C. Recursos expressivos:
● Se atentarmos nos principais recursos expressivos cultivados por
Antero de Quental nos seus sonetos, constatamos que a metáfora é
usada para representar de forma convincente e reveladora de
conceitos, fenómenos e situações que são centrais no
desenvolvimento do raciocínio do eu poético. Nas metáforas, o eu
poético ganha um olhar novo e revelador sobre uma ideia ou um
conceito.
● A imagem é um recurso expressivo que consiste numa representação
(de natureza metafórica) com um forte apelo visual. Antero usa-a, em
alguns casos, associada à alegoria: observe-se como em «O palácio
da Ventura» a busca da felicidade é representada pela demanda de
um cavaleiro ou como a ação da morte e do amor na vida dos homens
é figurada na imagem de um cavaleiro negro que avança na noite
escura em «Mors-amor».
● Antero recorre à personificação de elementos físicos e de conceitos
abstratos, que surgem como personagens nos poemas: o meu
coração, a minha alma, o vento, o sonho, mas também a Justiça, a
Razão, o Amor e a Morte. Desta forma, o eu lírico dirige-se a estas
entidades, questiona-as, lamenta-se, exige-lhes explicações como se
estivesse a falar com outra pessoa. Frequentemente, estes nomes
surgem com inicial maiúscula.
● Assim, em alguns sonetos, o eu poético estabelece diálogo com esses
elementos e conceitos personificados a fim de desenvolver o seu
raciocínio ou de expor o seu argumento. É nesse momento que se
socorre das apóstrofes para interpelar estas entidades: «Razão, […] /
Mais uma vez escuta a minha prece» («Hino à Razão»); «e tu, Morte,
bem-vinda!» («Em viagem»).
● As interrogações, as frases exclamativas e as reticências servem para
conferir o tom inquiridor, mas também coloquial, à discussão de ideias
que o eu lírico está a desenvolver interiormente.

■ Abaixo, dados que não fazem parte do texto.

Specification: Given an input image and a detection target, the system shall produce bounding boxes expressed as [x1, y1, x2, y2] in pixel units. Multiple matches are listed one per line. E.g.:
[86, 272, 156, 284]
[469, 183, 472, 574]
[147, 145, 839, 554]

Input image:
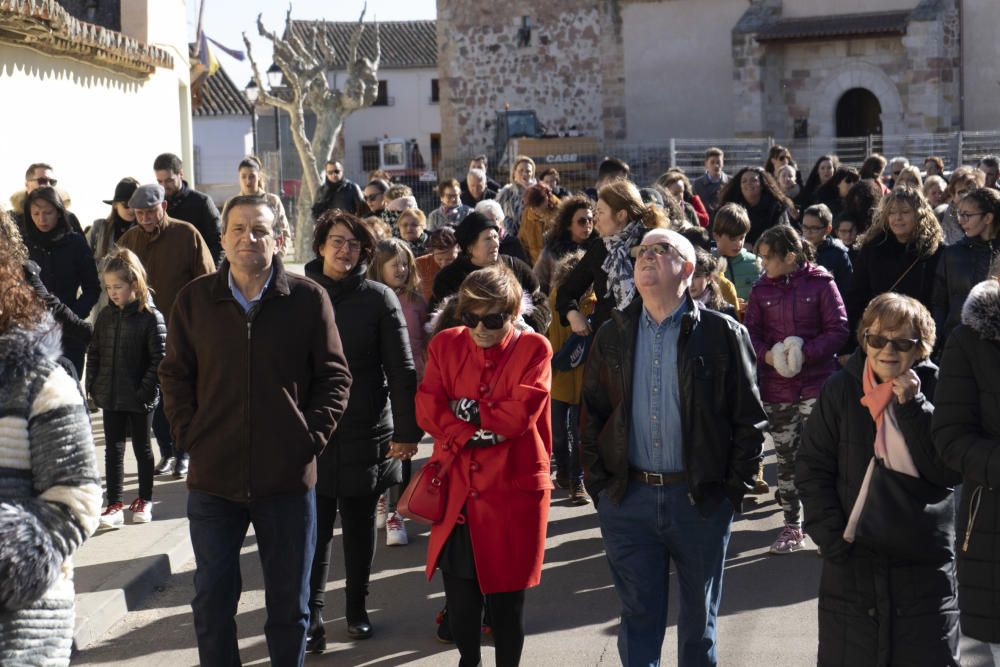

● Por fim, registe-se a presença de um vocabulário associado à
escuridão, mas também um léxico relativo à luz e à claridade: estes
dois campos lexicais traduzem a dimensão luminosa e a negra dos
sonetos de Antero. Como antes vimos, se o primeiro campo lexical
alude à racionalidade, à justiça ou à ideia de bem, o segundo reúne
palavras associadas ao pessimismo, ao desespero ou à morte.